Epidemics expose public health failures
The measles epidemic didn't need to happen. The University of Otago's Charlotte Paul lays out the avoidable lapses in public health caused by a lack of capacity, expertise, organisation, and political will - and calls for action.
The Health and Disability System Review Panel, chaired by Heather Simpson, is charged with deciding what needs to change in the whole health system to better serve the people. Their interim report is long. Probably few have read it. It says: “For the system to be more effective in the future, population health needs to be recognised as a foundational element of the whole system.” Yet the panel has not reached a view on how to do this.
Population health or public health is about the organised efforts of society to promote and protect health and prevent disease. In practice, this means monitoring the health of the population, delivering effective personal preventive services such as immunisation and screening, and taking collective action to protect health through developing sound public health policies. At present, we are failing in all three.
These failures represent avoidable lapses caused by a lack of capacity, expertise, organisation, and political will to act on major public health problems. The failures do not represent legitimate differences of opinion in public health. There is mostly consensus amongst experts about what needs to be done, and other countries are acting. New Zealand’s pitiful lack of an organised response to lobbying by industry only worsens the situation.
Moreover, because serious threats to health almost always have the greatest effect on people with the least resources, effective prevention and control is central to reducing inequalities and to addressing the health of Māori and of Pacific peoples.
As a public health physician and epidemiologist, I have watched the functions of surveillance (monitoring leading to action) and policy development in the Ministry of Health get progressively weaker. The reasons for this failure lie in the lack of a critical mass of public health experts, and of political independence to develop policy recommendations, as convincingly spelled out by Professor David Skegg in his recent book The Health of the People (2019). This is compounded by the fact that many public health functions are now divided among different groups (e.g. ESR for infectious diseases, MPI for food safety, EPA for hazardous substances, PHARMAC for the immunisation schedule) and there is a dearth of people within the ministry to interpret, integrate and act on their information and reports.
The review panel must seize the opportunity to recommend a public health agency and a strengthened ministry. Otherwise we must expect an even worse epidemic than campylobacter or measles.
The lack of integration of the surveillance function is shown starkly in the current measles epidemic. The US also has a measles epidemic in 2019, but up to November our measles incidence is 100 times greater. Further, we have exported measles to Samoa and there have been more than 70 deaths. Everyone is now working hard to contain the epidemic, but it didn’t need to happen.
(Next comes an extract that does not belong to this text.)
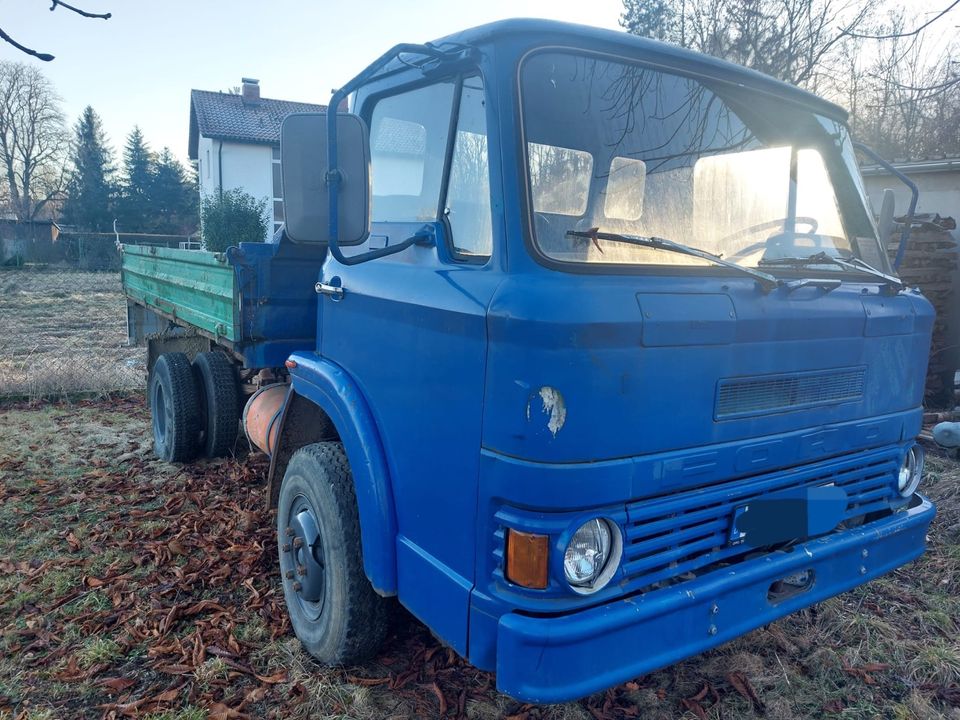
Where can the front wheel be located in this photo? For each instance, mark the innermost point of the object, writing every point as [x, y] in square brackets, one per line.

It is still shocking that 100 years ago, a ‘death ship’ arrived in Samoa from New Zealand, bringing a devastating influenza epidemic. Professor Nick Wilson and colleagues, writing on this in Public Health Expert last year, called for strengthening of regional infectious disease control and surveillance systems. It doesn't appear to have happened.
When the Havelock North Drinking Water inquiry was released in 2017, Professor Michael Baker and colleagues called it a "wake-up call" to rebuild public health in New Zealand. All that happened was that drinking water safety became yet another function to be removed from the ministry.
The interim report gives surprisingly little attention to the development of policy recommendations, another crucial public health function. There are three important issues here: first, priority is not being given to work on health policy to address serious health issues New Zealand faces; second, the public is kept in the dark about what is recommended by the ministry; and third, the role of industries that stand to lose from good public health policy is hidden from public view.
For example, a ministry representative has stated publicly that it is currently not possible to work on alcohol policy. This means there are no proffered policy recommendations from the Ministry of Health to government on this vital policy matter, despite the major recommendation on alcohol control from the mental health inquiry. Not only have experts given advice, now the people have spoken through the inquiry, and still there is no action.
In relation to the case for effective policy to reduce sugar consumption (including a tax on sugary drinks), correspondence in the Otago Daily Times shows that lobbyists continue to thwart the public health function. As Professor Boyd Swinburn responded, New Zealand officials and politicians have not shown “the mettle to fight the big lobby groups to do something serious about childhood obesity” as other countries have. The evidence for action is currently hidden from public view while our obesity and diabetes epidemics worsen.
A public health agency has the potential to address the current serious gaps in both the surveillance and policy development functions of the Ministry of Health. Skegg provides cogent arguments, based on lamentable political interference in the past, for an arms-length public health agency.
The agency would consult with the public and publish its recommendations. It would be transparent whether the government decided to act on them. Of course, there are priorities other than health that might properly influence political decisions, but this process would mean industry lobbying happened after policy recommendations were made public, not before as happens currently.
The public health functions within the ministry also need to be strengthened if it is to work much more closely and effectively with existing agencies and the new agency, and if this new configuration is to endure into the future.
This is a watershed moment for public health in New Zealand. After years of neglect, there is ample evidence of serious consequences for communicable and non-communicable diseases. It is time to wake from our national slumber. The review panel must seize the opportunity to recommend a public health agency and a strengthened ministry. Otherwise we must expect an even worse epidemic than campylobacter or measles.